SFMTA Cuts Bike Lane from Planned Sixth Street Safety Improvements

Pushback from hotels adds car space and rolls back safety

Sixth Street today, and as envisioned (before the safety project was watered down). Image: SFMTA
Sixth Street today, and as envisioned (before the safety project was watered down). Image: SFMTA

Streetsblog tipster and advocate Brian Coyne brought this to our attention: “SFMTA’s Sixth Street Safety Project, which Streetsblog has covered several times over the last few years, has now had the bike lane component removed.” The plan, as shown on the agency’s project page, is now to remove the bike facility and add an additional northbound car lane to the design.

Paul Rose, a spokesman for SFMTA, confirmed that the bike lane is out. “The project maintains the key pedestrian safety elements–substantial sidewalk widening and bulb-outs at corners from Market to Howard. Sixth Street is not on the bicycle network and the facilities would have been unprotected if built,” he added in an email to Streetsblog. “SFMTA will focus on implementing the highest achievable quality bicycle facilities on Fifth Street, a corridor that is on the bicycle network and is a project currently in development.”

Of course, no matter how good the bike lane is on Fifth, it won’t help a cyclist trying to reach an address on Sixth. “Very frustrating to see this,” wrote Coyne in his email to Streetsblog.

Streetsblog has emails out to District 6 Supervisor Jane Kim to find out where her office stands on the safety downgrade and will update this post accordingly.
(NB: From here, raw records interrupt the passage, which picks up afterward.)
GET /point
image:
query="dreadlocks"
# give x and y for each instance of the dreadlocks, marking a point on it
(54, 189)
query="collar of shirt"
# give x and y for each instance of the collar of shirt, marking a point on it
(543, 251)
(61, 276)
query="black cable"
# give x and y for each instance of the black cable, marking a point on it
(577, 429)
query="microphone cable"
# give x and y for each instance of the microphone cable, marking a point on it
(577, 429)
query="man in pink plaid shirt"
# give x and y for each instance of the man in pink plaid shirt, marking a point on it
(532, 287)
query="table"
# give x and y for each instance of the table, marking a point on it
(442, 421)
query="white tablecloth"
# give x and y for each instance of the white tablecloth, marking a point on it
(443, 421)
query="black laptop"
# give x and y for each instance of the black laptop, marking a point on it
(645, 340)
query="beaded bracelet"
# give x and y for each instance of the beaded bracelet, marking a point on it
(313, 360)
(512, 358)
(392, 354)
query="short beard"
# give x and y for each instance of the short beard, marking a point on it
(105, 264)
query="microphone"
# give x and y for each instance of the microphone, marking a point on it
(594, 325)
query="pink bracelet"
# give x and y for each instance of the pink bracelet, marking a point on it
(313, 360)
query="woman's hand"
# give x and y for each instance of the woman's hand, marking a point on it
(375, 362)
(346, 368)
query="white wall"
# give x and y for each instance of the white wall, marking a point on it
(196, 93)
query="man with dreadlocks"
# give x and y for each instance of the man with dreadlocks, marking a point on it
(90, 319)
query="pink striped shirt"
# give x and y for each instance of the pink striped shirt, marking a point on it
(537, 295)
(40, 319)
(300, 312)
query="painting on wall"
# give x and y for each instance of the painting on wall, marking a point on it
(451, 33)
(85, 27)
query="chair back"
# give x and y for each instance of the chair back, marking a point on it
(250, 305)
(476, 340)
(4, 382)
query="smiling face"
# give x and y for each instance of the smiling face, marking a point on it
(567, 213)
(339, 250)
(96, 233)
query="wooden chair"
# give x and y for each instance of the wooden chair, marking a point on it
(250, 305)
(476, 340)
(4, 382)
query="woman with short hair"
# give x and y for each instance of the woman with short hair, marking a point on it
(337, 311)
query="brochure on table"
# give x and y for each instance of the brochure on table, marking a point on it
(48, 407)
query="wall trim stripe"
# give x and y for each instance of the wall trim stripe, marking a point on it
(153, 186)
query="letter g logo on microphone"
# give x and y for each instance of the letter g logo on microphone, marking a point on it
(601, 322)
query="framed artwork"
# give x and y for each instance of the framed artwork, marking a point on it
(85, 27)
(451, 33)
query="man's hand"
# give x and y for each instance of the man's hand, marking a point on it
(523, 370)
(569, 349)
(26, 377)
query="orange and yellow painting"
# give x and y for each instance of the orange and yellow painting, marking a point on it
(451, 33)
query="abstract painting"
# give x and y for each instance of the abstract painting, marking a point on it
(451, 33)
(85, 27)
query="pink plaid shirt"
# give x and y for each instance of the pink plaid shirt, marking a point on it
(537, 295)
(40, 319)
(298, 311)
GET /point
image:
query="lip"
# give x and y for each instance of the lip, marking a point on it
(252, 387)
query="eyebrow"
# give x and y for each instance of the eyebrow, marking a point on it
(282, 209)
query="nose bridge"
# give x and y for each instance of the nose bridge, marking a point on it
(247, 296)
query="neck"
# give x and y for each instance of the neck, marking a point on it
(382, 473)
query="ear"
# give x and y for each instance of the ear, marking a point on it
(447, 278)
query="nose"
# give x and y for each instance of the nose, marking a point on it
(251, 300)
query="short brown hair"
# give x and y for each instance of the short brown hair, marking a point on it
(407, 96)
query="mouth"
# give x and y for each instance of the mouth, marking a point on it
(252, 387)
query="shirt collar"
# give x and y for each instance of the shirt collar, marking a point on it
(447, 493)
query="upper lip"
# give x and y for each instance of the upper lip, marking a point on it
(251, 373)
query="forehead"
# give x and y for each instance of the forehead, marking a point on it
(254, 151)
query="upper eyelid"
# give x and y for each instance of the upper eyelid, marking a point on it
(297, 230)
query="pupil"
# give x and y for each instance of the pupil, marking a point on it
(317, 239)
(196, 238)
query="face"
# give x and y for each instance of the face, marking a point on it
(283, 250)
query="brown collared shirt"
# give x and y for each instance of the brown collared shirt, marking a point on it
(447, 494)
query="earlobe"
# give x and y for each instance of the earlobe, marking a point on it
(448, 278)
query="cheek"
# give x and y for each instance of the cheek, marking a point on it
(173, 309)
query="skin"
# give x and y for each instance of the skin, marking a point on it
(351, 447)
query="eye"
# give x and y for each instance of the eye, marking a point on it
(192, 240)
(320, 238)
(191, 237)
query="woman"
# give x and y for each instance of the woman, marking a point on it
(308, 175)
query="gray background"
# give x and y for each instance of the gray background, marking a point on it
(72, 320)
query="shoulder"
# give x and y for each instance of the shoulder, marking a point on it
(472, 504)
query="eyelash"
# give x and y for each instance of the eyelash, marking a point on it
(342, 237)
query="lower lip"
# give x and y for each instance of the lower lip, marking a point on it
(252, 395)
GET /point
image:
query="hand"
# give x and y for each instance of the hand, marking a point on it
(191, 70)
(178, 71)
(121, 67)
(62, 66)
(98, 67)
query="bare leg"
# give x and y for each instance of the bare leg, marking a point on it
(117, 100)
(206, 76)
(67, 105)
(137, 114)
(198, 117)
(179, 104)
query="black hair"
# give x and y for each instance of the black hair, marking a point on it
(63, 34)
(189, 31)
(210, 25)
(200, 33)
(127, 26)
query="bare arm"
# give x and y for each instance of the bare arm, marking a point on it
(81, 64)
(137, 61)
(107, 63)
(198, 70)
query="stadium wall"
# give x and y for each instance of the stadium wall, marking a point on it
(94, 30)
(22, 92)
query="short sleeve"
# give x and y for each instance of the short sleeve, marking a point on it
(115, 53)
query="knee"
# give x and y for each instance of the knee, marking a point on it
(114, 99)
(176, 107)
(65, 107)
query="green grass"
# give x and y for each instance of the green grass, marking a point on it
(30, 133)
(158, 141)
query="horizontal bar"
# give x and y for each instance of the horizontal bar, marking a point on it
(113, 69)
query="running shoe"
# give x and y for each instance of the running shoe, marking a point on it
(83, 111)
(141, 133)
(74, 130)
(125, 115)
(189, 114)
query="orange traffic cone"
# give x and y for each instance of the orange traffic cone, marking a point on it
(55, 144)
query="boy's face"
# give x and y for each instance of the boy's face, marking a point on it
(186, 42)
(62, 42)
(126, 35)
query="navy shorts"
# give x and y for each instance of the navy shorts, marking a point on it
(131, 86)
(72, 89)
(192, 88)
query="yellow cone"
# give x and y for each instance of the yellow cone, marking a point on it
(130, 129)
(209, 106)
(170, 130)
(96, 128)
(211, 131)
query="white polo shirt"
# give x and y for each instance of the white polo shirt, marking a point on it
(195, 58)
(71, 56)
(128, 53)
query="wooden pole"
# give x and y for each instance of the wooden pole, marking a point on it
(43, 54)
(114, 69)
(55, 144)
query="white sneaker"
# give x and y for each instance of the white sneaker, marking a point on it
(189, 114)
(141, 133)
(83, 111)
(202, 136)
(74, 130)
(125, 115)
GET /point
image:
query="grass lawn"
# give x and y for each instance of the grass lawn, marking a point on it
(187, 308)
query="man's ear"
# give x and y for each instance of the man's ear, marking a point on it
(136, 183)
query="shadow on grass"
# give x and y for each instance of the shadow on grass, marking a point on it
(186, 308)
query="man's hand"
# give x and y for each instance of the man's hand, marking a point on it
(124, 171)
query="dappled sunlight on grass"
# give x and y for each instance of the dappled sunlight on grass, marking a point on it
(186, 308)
Meanwhile, sources close to the project said that SF Travel and the Hotel Council were behind the bike lane removal and the addition of a northbound car lane (they want more motor lanes from I-280 to the hotels in and around Union Square and Chinatown).

It’s a shame there’s no mass transit alternative from SFO and the Peninsula for hotels to suggest to their guests.

“Everyone who believes in improving street safety should be disappointed to see an additional traffic lane replace a bike lane in the latest plans,” said Chris Cassidy, spokesman for the San Francisco Bicycle Coalition. “This bad news really increases the importance of seeing continuous protected bike lanes delivered along the entirety of Fifth Street, from Market all the way to Townsend.”

It’s important to remember that much progress has been made in SoMa over the past few years, with protected bike lanes going in on Folsom, Seventh, Eighth, and 13th; word has it that even the debacle with the proposed protected bike lane on Howard Street may be resolved soon. But it all has come at a tragic cost.

Advocates are hopeful that they can at least keep the Sixth Street project from morphing back into four motor-vehicle lanes. “We know that there’s some pushback from the Hotel Council and from SF Travel on the lane reductions,” said Jodie Medeiros, Executive Director of Walk San Francisco. “We still think that the street can be made safe with the three lanes.”

Medeiros confirmed that, at least so far, other safety measures–such as new traffic signals, mid-block crossings, bulb-outs, daylighting of intersections–are still in the plan. “Sixth Street needs to be redesigned for people; it is one of the most dangerous streets in our city, and it needs these safety improvements,” she said.

For the record, there have been four people killed and five severely injured since 2005 on the stretch of Sixth from Market to Brannan. It was also one of the first in the city to receive painted sidewalk extensions.

A screen shot from San Francisco's injury and fatality tracker. Image: SFGov
A screenshot from San Francisco’s injury and fatality tracker. Image: SFGov

The next chance to chime in on the bike lane removal and other features on Sixth Street is on Wednesday, June 27, from 6:30-8 p.m. at the Gene Friend Rec Center at Sixth Street and Folsom. Readers can also email Charlie Ream at charlie.ream [at] sfmta.com or Shayda Haghgoo at shayda.haghgoo [at] sfmta.com, or contact District 6 Supervisor Jane Kim.